Went Cobia Fishing yesterday and literally right when we get out of the pass and head towards the pier we are crusing for ten mins and a Cobia pops up from the bottom right on top of the boat. All hell breaks loose and we got 2 throws but it was so spooked and darted. We chased it for a bit but no luck. No one saw the fish til it was literally 8ft off the boat. Shitttttttty! Had nightmares all last night about it. Probably was a 30-35lb fish. Good sign is that we saw one. While driving by other boats giving the signal i saw a bunch of zeros. I got a feeling next weekend in primetime. 

Thought i would share, but really depresed.


----------



## Dynamic (Oct 3, 2007)

At least you saw one!!!....Good Job!!!....It won't be long now!!!


----------



## willr86 (Mar 25, 2014)

Dynamic said:


> At least you saw one!!!....Good Job!!!....It won't be long now!!!
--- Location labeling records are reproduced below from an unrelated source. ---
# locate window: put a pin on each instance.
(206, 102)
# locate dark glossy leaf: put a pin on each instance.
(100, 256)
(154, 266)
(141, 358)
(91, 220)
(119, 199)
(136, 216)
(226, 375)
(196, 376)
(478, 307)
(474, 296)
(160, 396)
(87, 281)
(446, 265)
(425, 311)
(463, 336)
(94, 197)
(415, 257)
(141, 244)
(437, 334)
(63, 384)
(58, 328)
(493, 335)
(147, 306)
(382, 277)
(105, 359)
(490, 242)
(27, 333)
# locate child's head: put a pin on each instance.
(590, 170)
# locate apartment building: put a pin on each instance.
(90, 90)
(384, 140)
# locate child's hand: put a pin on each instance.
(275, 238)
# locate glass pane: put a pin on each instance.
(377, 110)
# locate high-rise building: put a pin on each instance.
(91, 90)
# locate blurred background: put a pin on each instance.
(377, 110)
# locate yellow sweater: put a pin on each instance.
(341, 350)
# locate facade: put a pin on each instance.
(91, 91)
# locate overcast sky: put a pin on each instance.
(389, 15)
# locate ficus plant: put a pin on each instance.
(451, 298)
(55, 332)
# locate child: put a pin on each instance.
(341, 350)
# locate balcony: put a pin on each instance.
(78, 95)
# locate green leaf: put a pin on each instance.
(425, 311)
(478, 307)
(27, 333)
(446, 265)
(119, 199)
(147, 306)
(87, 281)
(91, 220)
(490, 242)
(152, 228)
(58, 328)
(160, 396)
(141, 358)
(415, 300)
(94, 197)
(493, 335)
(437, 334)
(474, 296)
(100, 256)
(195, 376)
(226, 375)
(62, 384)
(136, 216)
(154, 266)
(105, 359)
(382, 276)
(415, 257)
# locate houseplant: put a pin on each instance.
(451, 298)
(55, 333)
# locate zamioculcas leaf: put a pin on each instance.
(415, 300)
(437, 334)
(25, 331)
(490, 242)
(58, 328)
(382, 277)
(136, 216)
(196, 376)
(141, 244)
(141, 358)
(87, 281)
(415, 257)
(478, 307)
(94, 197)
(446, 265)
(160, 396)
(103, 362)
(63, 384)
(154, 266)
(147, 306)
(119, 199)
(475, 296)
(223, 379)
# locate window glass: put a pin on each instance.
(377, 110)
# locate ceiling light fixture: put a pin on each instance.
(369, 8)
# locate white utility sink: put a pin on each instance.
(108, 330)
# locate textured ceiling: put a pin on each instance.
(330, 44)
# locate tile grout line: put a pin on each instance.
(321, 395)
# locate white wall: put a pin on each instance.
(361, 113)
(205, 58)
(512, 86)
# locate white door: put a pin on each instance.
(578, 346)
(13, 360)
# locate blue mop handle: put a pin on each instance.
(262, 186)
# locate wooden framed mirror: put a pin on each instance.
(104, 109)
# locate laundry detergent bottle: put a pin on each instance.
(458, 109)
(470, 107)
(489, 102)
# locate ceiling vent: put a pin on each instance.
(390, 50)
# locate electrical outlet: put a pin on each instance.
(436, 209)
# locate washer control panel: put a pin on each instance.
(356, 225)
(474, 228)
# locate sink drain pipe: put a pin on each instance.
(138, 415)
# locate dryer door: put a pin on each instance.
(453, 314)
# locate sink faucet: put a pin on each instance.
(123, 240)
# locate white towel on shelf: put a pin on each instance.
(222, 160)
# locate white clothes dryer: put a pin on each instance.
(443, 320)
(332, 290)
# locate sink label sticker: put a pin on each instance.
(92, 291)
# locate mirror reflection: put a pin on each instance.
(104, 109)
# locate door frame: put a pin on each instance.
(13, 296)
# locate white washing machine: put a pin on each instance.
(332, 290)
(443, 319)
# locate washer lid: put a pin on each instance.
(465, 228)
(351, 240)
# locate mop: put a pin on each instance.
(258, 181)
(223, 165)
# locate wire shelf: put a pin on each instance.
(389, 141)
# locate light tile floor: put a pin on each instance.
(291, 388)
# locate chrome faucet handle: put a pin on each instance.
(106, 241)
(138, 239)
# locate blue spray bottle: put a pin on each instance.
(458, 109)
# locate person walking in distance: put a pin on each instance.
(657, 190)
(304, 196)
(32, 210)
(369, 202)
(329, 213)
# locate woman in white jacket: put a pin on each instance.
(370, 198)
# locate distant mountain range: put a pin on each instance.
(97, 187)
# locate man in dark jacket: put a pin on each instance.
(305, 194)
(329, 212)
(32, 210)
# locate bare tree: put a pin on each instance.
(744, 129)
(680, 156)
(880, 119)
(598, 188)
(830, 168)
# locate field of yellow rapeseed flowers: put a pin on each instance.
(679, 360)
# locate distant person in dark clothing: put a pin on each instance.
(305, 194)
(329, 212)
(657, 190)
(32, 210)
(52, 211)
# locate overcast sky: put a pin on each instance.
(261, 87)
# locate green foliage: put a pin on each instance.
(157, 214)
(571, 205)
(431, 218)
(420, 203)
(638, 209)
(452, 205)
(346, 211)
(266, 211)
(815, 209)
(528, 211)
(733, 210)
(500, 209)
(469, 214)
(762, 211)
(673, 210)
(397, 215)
Thats what i keep telling myself. More prepared next time. Cant wait for the constant 75 degree weather to hit


----------



## WhyMe (Apr 21, 2013)

Nice report. I myself went out on Saturday. No luck 5 to 7 rollers in the pass. Water temp off the bottom finder was 63.7.
WhyMe 
Mako My Dayo


----------



## purple haze (Sep 2, 2013)

I don't doubt you seen one. Tim and I were minding our own business fishing the p cola jetties Saturday morning. The boat on the south side of the jetties yells over to us about a big cobia on the north side of them. Tim was ready with a rod rigged with a jig but she just did not want to be bothered by us. We have caught them there before but not with the water being so cold as it was Saturday. It got to warm up some time I hope.


----------



## Ocean Master (May 20, 2008)

My son had my boat out today and saw one caught close to the pier..


----------



## X-Shark (Oct 3, 2007)

Hmmmm? 52mi today...Water temp dropped. No Sign of'em. saw No boat's turn.

Navare pier today.











My Lil Redhead at the helm.


----------



## lowprofile (Jan 6, 2013)

willr86 said:


> Went Cobia Fishing ... crusing for ten mins and a Cobia pops up from the bottom right on top of the boat..


must have been epic to have a cobia on top of the boat. guessing it was pretty big!?


----------



## Hadden (Apr 3, 2014)

We will gettem next time little guy


----------